THE decision to grow wall-to-wall barley this winter looks like paying off for Darling Downs farmers Scott Johnston and his father Leigh, despite the rainfall tap turning off soon after planting.
Most of the 260 hectares of barley the Johnstons had in on their Oakey farm Dunkeld this season was grown under irrigation, which kept the crop ticking along despite a very dry winter.
"The reason we went all barley was we have had a lot of summer crops over the past two years and wanted to get into a winter crop rotation," Scott Johnston said.
"There are a lot of dairy farmers and feedlots around us, so barley is always a better option for us because we can do silage, hay or take it through to grain."
The Johnstons have already made silage out of some of the crop, and will end up cutting 160ha for fodder and running the remaining 100ha through to grain harvest.
Mr Johnston said the main threat to their irrigation enterprise - which was based on six bores, a 900-megalitre ring tank and two centre-pivot irrigators - was the dramatic rise in electricity costs over recent years.
"The cost of electricity to pump the irrigation water out of the ground is slowly killing us at the moment," he said.

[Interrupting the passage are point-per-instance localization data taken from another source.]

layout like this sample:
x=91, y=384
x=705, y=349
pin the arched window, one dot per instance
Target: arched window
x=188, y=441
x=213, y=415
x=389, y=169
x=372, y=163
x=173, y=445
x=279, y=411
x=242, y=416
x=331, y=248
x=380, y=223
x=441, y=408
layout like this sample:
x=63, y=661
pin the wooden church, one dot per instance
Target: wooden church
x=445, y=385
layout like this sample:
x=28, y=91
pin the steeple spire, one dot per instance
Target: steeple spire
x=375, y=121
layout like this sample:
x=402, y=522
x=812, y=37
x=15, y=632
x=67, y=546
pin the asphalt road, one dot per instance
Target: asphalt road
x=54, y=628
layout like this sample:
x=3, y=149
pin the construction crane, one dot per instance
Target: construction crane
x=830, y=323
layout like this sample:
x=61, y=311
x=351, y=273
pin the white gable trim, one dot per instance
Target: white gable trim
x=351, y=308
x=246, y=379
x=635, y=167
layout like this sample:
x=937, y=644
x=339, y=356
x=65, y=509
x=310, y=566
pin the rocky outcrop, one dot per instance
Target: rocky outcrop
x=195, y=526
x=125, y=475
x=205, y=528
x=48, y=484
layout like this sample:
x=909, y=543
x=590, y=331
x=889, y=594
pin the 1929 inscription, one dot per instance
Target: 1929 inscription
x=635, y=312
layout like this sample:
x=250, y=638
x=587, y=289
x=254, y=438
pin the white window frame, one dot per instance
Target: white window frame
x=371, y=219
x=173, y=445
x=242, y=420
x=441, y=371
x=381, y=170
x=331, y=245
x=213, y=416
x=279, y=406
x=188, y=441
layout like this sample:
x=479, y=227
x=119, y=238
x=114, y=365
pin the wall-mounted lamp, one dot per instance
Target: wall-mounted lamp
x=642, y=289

"It is ridiculous. We had an average year last year and our electricity bill from the bores alone was $35,000. We are only a small business - I'd hate to be a big business."
The Johnstons switched from lucerne hay production to mainly cropping three years ago when the big floods of January 2011 swept across their farm.
"That drowned the lucerne. It was too expensive to get back into, so we have gone back to summer and winter crops."